The South African Reserve Bank (SARB) confirmed it will keep the policy rate at 6.75 percent, saying inflation remains within its target band even as world events threaten economic stability, reports Cape {town} Etc.
The Monetary Policy Committee (MPC) noted that headline inflation in South Africa was 3.0 percent in February, exactly on target.
The MPC keeps the policy rate unchanged at 6.75% #SARBMPCMAR26 #SARBPolicyRate pic.twitter.com/9exaivUfFW
— SA Reserve Bank (@SAReserveBank) March 26, 2026
Governor Lesetja Kganyago said the committee reached a unanimous decision to maintain the current rate. ‘Given current forecasts, we see inflation risks to the upside,’ he said, underlining the uncertainty caused by rising global energy costs and supply disruptions.

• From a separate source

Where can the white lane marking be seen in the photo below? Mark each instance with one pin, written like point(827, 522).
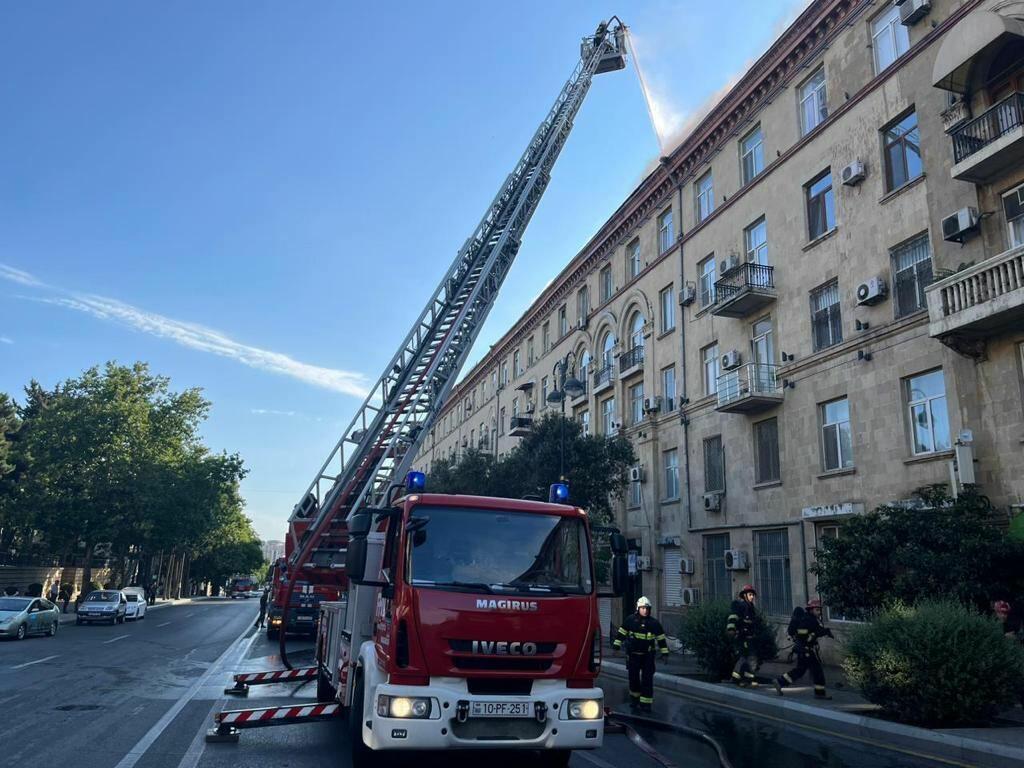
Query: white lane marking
point(135, 753)
point(38, 660)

The statement emphasised that higher oil, gas and fertiliser prices have lifted global commodity prices and could push domestic headline inflation towards 4 percent in the near term.
The Bank expects fuel inflation to exceed 18 percent in the second quarter, though it remains confident inflation will return to 3 percent late next year.
Economists say the cautious approach reflects deepening uncertainties. The SARB also outlined adverse scenarios where prolonged global shocks could lead to higher inflation and pressure on interest rates. ‘We are still only a few weeks into this crisis,’ the statement noted, stressing the need for ongoing assessment.